Product and service differentiation matters because hundreds of new products and services enter the market daily.
When faced with too many choices, none seemingly better than the next, consumers are often overwhelmed and walk away.
This is why it’s so important to highlight your product’s unique selling proposition.
When it comes to setting prices for your products, it’s all about knowing what makes your product stand out and how it stacks up against what your competitors are offering. A guide to competitor-based pricing can walk you through setting prices that consider what your competitors charge and their position in the market. This way, you can ensure your prices are in the ballpark but still show off the unique value of your products.
And if you sell multiple products, consider how you can unite them under a familiar brand umbrella.
Company Spotlight: TOMS
TOMS shoe company wins customers with a meaningful mixed differentiation strategy. They entice customers with quality shoes that their fans view as “better” than other slip-on shoes while also appealing to buyers who value ethics and company integrity.
TOMS’ “One for One” program promises to donate a pair to a child in need for every pair of shoes purchased.
This mixed differentiation of quality plus social cause is working. In 13 years of business, the company reports giving away nearly 100 million shoes.
4. Great customer experience
When people have a great customer experience, it builds loyalty and grows your business.

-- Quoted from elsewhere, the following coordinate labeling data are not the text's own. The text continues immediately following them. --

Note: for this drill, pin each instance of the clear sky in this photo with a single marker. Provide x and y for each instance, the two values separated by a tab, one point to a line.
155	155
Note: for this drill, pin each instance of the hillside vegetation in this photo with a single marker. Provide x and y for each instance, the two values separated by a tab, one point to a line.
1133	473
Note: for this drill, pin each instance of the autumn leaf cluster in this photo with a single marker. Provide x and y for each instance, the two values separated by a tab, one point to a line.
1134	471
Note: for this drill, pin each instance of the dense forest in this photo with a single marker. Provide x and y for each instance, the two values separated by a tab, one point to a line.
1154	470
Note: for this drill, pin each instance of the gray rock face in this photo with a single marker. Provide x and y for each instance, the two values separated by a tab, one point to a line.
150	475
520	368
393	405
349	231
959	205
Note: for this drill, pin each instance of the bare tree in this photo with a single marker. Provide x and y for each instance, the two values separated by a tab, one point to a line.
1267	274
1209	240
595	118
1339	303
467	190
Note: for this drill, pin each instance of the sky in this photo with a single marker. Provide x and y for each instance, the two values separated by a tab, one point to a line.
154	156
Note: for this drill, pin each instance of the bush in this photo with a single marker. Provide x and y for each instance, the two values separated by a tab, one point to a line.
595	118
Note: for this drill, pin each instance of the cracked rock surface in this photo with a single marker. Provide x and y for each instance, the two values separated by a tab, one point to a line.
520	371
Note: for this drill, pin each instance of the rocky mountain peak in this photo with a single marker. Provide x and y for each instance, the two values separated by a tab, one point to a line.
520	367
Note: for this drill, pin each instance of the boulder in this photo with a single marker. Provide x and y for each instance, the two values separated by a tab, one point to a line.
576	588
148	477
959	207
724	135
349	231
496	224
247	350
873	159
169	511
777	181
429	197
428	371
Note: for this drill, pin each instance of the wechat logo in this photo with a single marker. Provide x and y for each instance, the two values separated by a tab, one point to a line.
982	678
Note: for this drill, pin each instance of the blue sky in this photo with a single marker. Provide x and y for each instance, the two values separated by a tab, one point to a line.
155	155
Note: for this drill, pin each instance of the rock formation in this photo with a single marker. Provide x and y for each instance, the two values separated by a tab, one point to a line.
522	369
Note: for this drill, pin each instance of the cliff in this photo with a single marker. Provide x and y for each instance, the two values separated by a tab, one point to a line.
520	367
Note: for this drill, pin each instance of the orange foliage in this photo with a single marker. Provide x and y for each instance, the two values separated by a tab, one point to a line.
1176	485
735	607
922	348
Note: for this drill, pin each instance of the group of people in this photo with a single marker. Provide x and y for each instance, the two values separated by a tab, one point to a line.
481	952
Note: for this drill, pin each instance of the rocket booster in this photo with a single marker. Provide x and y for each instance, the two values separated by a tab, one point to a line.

And when a customer’s experience isn’t great, the opposite happens.
According to a recent study, 33% of consumers will tell their friends and family about a terrible experience.
That’s the wrong way to differentiate.
Creating a truly stellar or novel customer experience can help your business stand out in a meaningful way.
There’s also a direct correlation between a customer’s experience and their willingness to pay more for products and services.
For these reasons, it’s no surprise that 87% of respondents polled indicated that improving customer experience was their top priority.
Want to differentiate by delivering an awesome customer experience? Here’s how to do it…
- Observe: Test your own current customer experience. Analyze each step of the process and feel the pain points for yourself. If possible, do the same with your competitors for comparison.
- Identify areas for improvement: Once you’ve established a clear picture of your customer’s experience, document the friction points that will drive customers away and the areas that stand out positively. Repair the problem areas and improve your strong points for a better experience.
- Prioritize: Providing a stand-out customer experience is everyone’s job – not just the customer service team. Make customer experience part of the conversation every day at every business level.
Focusing your efforts on the customer experience will always pay off. So, consistently check in with your customers to see how you’re doing.
Company Spotlight: Carmax
Buying a car is a pain. But Carmax decided it didn’t have to be.
Carmax has elevated customer experience like no other business in the automobile industry.
They saw the most common pain points of buying a car (such as driving a distance, long waits in a dealership, and price negotiation) – coupled with their competitor’s customer complaints – and changed everything.
As a result, they offer in-home paperwork, competitive (no-negotiation) pricing, an easy-peasy trade-in process, and vehicle test drives brought to you.
These efforts have paid off big.
Take the time to examine your business name, visual brand identity, products or services, and the overall customer experience.
It’s not hard to differentiate, but don’t leave differentiation to chance. Create a strategy to differentiate your business and get an advantage over competitors.